Ao ler os livros de Marina Colasanti, é deixar que a imaginação tome conta dos nossos corações. Ao ler Sereno Mundo Azul, isso não difere. É impossível não se sentir uma criança novamente, que ao deitar-se na cama, pede para a mãe contar uma história até cair no sono. Só que aqui, quem conta um conto fantástico é Marina, que nos leva a lugares mágicos, cheios de criaturas que achávamos que só existiam em nossos sonhos, mas Marina mostra que basta imaginar, e eles estão bem em nossa frente!

Marina Colasanti recebeu por nove vezes o Prêmio Jabuti, sendo o último deles no ano passado, onde foi eleita a Personalidade Literária, além de receber o Prêmio Machado de Assis, oferecido pela Academia Brasileira de Letras, pelo conjunto da obra, e foi finalista do Prêmio Hans Christian Andersen, o Nobel da Literatura Infantil mundial.
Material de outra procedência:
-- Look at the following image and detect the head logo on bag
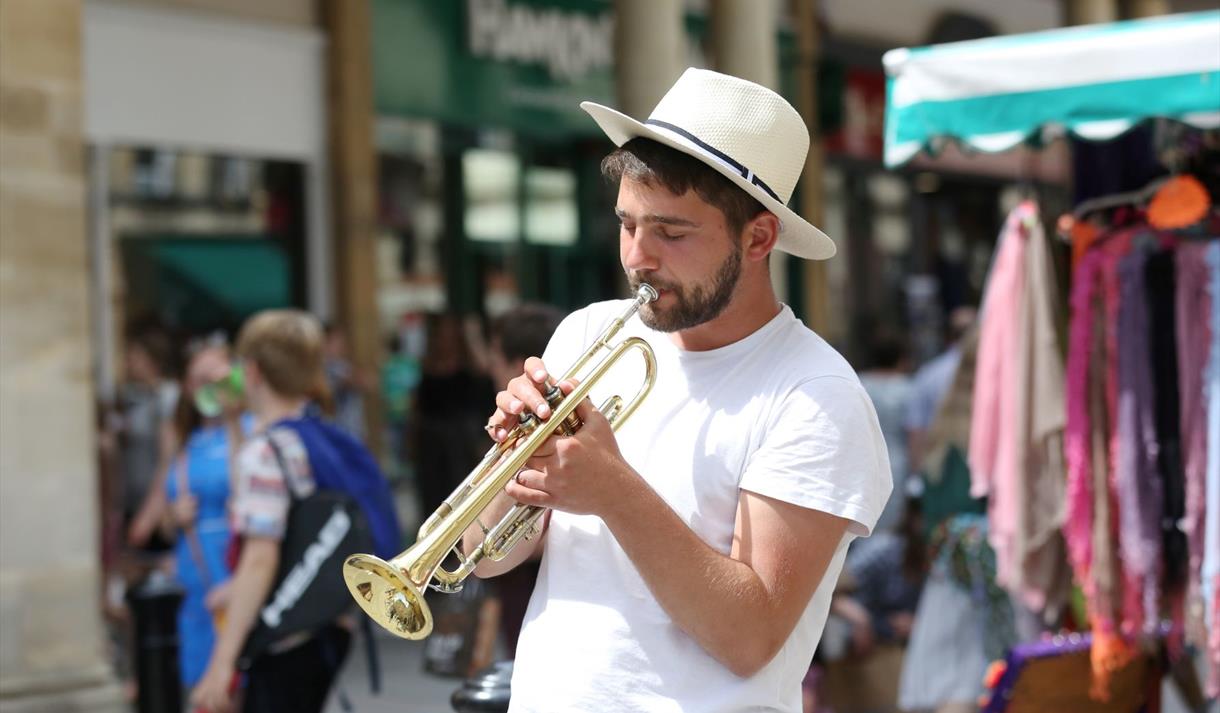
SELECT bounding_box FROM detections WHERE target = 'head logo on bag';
[260,507,351,626]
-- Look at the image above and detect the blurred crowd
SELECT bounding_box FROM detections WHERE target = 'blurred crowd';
[92,296,1011,713]
[99,305,562,709]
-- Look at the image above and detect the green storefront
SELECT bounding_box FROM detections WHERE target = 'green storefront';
[372,0,798,327]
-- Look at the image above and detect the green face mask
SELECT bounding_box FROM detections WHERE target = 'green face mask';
[195,366,245,419]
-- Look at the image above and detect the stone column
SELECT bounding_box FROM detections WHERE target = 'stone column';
[0,0,124,713]
[614,0,686,120]
[711,0,791,302]
[1064,0,1119,24]
[791,0,829,336]
[322,0,382,453]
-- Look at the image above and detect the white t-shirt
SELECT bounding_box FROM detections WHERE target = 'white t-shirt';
[510,302,891,713]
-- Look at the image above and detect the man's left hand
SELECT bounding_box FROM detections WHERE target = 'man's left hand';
[504,381,638,515]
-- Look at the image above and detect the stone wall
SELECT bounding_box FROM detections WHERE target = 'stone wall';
[0,0,122,712]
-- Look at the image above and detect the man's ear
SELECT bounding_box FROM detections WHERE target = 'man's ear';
[742,210,780,261]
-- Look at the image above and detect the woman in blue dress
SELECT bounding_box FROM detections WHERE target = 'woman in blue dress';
[165,346,253,690]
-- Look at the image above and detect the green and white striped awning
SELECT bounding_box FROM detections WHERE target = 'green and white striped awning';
[885,11,1220,166]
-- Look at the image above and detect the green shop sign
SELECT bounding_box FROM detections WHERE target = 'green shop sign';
[372,0,794,137]
[372,0,615,136]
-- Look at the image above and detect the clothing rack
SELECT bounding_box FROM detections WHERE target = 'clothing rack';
[1071,176,1171,220]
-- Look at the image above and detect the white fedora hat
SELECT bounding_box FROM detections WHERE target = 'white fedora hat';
[581,68,834,260]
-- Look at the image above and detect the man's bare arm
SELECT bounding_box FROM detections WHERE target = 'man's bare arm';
[604,480,848,676]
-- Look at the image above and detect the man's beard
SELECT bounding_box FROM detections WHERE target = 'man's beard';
[627,245,742,332]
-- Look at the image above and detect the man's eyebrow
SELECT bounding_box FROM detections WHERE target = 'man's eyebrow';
[614,208,699,228]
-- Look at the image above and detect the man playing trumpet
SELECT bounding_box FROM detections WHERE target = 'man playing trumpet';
[465,70,891,713]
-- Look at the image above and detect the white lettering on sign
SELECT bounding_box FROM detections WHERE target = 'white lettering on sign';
[466,0,614,79]
[261,507,351,628]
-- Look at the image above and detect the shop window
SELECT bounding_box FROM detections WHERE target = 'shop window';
[525,166,580,245]
[461,149,521,243]
[98,147,306,343]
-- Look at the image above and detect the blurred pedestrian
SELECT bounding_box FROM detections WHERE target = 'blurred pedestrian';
[190,310,351,713]
[116,327,179,537]
[860,330,913,534]
[820,493,927,713]
[379,333,420,477]
[323,324,372,441]
[906,306,977,471]
[488,304,564,658]
[128,338,253,687]
[407,314,495,518]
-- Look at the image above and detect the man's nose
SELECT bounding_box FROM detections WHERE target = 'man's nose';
[621,228,659,272]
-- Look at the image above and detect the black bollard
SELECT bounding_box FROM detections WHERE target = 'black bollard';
[127,573,183,713]
[449,661,512,713]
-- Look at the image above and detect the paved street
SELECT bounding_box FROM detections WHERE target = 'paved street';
[326,629,461,713]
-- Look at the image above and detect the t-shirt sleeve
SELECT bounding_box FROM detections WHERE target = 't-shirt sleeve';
[741,376,893,536]
[232,431,312,540]
[542,309,593,380]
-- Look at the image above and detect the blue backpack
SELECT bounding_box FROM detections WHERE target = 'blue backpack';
[277,416,403,559]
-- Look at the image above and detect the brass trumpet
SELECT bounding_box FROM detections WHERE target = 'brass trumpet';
[343,284,656,640]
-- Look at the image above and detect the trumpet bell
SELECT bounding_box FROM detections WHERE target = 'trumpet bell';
[343,554,432,640]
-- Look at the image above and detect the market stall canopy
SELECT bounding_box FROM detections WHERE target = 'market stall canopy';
[885,11,1220,166]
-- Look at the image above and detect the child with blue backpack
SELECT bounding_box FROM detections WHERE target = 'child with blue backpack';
[190,310,399,713]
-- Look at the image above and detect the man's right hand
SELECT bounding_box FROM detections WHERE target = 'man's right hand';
[487,357,550,442]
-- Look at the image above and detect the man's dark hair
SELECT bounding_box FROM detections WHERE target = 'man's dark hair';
[492,304,564,360]
[601,138,766,236]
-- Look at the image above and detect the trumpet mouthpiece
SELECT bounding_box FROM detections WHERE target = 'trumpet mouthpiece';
[636,282,658,304]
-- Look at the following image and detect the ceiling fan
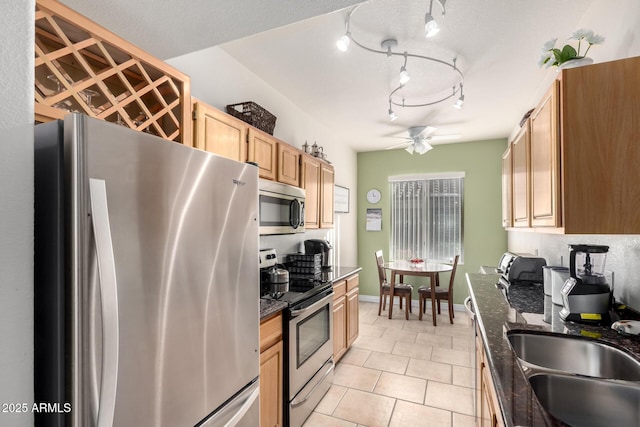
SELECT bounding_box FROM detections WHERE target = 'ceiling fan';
[387,126,460,154]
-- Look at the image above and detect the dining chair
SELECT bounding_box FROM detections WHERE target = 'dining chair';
[418,255,460,326]
[376,250,413,320]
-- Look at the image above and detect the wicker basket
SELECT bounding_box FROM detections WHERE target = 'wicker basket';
[227,101,276,135]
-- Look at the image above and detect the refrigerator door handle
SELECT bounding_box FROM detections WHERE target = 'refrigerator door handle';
[89,178,120,427]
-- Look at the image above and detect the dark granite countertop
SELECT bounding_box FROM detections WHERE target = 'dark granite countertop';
[329,267,362,283]
[466,273,640,427]
[260,267,362,321]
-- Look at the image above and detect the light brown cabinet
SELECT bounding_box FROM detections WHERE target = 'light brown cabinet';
[247,126,278,181]
[530,81,561,227]
[346,274,360,348]
[511,121,531,227]
[476,333,505,427]
[260,313,284,427]
[300,154,320,229]
[320,162,335,228]
[333,274,360,362]
[276,141,300,187]
[193,100,248,162]
[502,144,513,227]
[333,280,347,362]
[300,154,335,229]
[502,57,640,234]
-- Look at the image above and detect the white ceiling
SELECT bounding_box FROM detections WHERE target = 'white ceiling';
[57,0,598,151]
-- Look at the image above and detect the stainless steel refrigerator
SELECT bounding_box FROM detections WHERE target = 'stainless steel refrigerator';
[34,114,259,427]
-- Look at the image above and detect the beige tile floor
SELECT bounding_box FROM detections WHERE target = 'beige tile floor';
[304,301,475,427]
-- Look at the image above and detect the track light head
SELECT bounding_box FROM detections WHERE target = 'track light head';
[424,13,440,37]
[400,65,411,85]
[336,33,351,52]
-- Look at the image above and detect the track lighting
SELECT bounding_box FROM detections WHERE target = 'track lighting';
[424,13,440,37]
[400,52,411,86]
[336,33,351,52]
[336,0,464,118]
[389,100,398,122]
[453,83,464,110]
[424,0,446,37]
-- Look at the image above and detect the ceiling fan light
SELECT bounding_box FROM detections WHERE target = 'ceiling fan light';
[336,33,351,52]
[400,66,411,85]
[424,13,440,37]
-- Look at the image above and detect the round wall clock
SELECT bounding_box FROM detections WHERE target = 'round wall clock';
[367,188,382,204]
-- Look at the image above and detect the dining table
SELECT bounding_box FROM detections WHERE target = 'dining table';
[383,260,453,326]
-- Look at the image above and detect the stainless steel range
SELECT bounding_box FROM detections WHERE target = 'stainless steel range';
[260,249,334,427]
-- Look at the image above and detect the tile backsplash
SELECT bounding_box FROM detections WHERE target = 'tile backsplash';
[507,231,640,311]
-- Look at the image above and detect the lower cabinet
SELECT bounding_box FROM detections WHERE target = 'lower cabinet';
[333,274,360,362]
[476,326,504,427]
[260,313,284,427]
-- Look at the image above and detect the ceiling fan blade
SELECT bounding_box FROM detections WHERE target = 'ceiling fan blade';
[385,141,413,150]
[408,126,436,139]
[427,134,460,141]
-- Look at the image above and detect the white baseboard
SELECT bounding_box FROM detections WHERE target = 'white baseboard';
[358,294,466,311]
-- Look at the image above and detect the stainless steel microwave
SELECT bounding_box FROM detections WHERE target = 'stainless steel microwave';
[258,179,305,235]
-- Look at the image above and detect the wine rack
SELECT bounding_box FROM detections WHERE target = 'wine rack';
[34,0,192,145]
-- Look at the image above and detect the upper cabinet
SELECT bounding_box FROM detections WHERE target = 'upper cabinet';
[320,162,335,228]
[34,0,191,145]
[300,153,335,229]
[502,144,513,227]
[503,57,640,234]
[300,154,320,229]
[560,57,640,234]
[277,141,300,187]
[530,81,561,227]
[247,126,278,181]
[193,100,248,162]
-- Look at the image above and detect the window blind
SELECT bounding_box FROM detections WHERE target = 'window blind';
[389,173,464,263]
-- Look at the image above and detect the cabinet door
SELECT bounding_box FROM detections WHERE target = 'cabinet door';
[260,341,284,427]
[277,142,300,187]
[320,162,335,228]
[511,121,531,227]
[193,102,248,162]
[502,145,513,227]
[530,80,560,227]
[300,154,320,229]
[333,296,347,362]
[347,288,359,347]
[247,127,278,181]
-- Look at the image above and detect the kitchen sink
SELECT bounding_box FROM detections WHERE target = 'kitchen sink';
[507,332,640,382]
[529,373,640,427]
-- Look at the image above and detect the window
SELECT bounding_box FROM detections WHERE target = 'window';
[389,173,464,262]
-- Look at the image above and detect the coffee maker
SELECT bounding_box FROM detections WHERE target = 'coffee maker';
[560,245,611,324]
[304,239,332,271]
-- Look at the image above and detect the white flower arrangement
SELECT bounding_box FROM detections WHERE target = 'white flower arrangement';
[538,29,604,68]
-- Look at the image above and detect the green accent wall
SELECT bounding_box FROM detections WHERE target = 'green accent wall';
[357,139,507,304]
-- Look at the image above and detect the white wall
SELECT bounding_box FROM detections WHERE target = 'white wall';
[508,0,640,309]
[167,47,357,266]
[0,0,35,426]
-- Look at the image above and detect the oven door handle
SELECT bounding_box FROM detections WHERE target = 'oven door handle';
[291,358,335,409]
[291,292,333,317]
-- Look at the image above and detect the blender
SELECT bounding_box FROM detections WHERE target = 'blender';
[560,245,611,324]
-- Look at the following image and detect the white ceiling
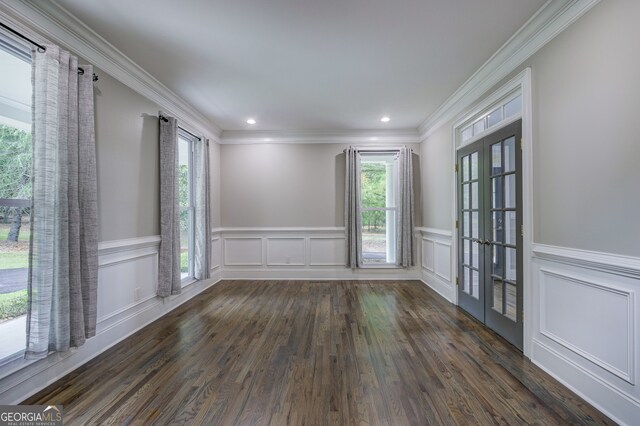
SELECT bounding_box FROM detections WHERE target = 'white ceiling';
[53,0,545,130]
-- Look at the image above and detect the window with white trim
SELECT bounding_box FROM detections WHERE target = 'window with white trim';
[360,152,398,266]
[460,91,522,143]
[177,129,197,285]
[0,33,33,364]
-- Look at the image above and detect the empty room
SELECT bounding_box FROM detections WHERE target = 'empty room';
[0,0,640,425]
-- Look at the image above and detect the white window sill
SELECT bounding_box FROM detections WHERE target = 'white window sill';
[180,277,198,288]
[360,263,402,269]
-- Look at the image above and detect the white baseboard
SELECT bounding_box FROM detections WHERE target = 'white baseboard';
[531,244,640,425]
[531,339,640,425]
[0,237,222,404]
[222,267,420,281]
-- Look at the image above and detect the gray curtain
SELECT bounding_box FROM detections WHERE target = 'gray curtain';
[396,147,414,268]
[344,147,362,269]
[157,116,182,297]
[194,137,211,280]
[25,45,98,359]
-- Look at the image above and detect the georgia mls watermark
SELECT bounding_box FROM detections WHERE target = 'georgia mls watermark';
[0,405,63,426]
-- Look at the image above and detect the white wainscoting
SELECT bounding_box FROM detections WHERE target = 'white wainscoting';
[416,228,455,302]
[0,236,220,404]
[213,227,420,280]
[531,244,640,424]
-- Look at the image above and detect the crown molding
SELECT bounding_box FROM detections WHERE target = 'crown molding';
[418,0,600,141]
[220,129,420,145]
[0,0,222,141]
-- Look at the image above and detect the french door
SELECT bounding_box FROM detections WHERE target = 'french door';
[457,120,523,350]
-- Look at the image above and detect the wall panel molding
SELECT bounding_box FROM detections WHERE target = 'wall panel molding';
[308,235,347,266]
[531,244,640,424]
[540,269,636,384]
[265,237,307,266]
[533,244,640,279]
[0,236,221,404]
[416,228,455,303]
[222,236,264,266]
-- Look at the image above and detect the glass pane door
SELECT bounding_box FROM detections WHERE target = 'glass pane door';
[484,121,522,349]
[457,121,522,348]
[458,143,484,321]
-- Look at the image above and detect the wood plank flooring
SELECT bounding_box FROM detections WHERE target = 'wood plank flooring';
[24,281,613,425]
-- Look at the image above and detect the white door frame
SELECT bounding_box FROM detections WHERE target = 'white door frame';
[451,68,536,358]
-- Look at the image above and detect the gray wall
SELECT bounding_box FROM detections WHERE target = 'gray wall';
[95,70,220,241]
[421,0,640,256]
[529,0,640,256]
[420,124,453,229]
[95,70,160,241]
[220,144,421,227]
[209,141,222,228]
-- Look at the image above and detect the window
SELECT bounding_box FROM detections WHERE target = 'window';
[178,129,197,285]
[360,153,398,265]
[460,94,522,142]
[0,34,32,363]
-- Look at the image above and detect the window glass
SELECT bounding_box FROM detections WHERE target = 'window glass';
[360,153,397,265]
[178,131,195,281]
[0,39,32,363]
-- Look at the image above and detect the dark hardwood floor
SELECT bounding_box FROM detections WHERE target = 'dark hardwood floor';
[25,281,612,425]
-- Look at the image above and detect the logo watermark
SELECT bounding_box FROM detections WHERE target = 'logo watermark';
[0,405,63,426]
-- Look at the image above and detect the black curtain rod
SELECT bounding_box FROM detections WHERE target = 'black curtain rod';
[0,22,98,81]
[0,22,47,53]
[158,114,202,141]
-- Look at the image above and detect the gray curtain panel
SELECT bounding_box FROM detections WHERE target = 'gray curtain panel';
[396,147,414,268]
[157,116,182,297]
[194,137,211,280]
[25,45,98,359]
[344,147,362,269]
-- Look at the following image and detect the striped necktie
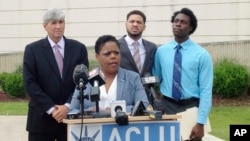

Com sua partida, Marina deixa milhares de leitores órfãos que se formaram com suas histórias fantásticas de livros como Sereno Mundo Azul e outros clássicos, como Entre a espada e a rosa (Melhoramentos), A moça tecelã (Global) e Quando a primavera chegar (Global), livro que composto por contos de outro livro seu, Mais de cem histórias maravilhosas, quando decidiu com a Global Editora criar um livro a partir de outro, para ser mais acessível aos jovens leitores.
O livro Sereno mundo azul, de Marina Colasanti, também foi editado pela Global Editora e está disponível na Amazon para compra no formato físico.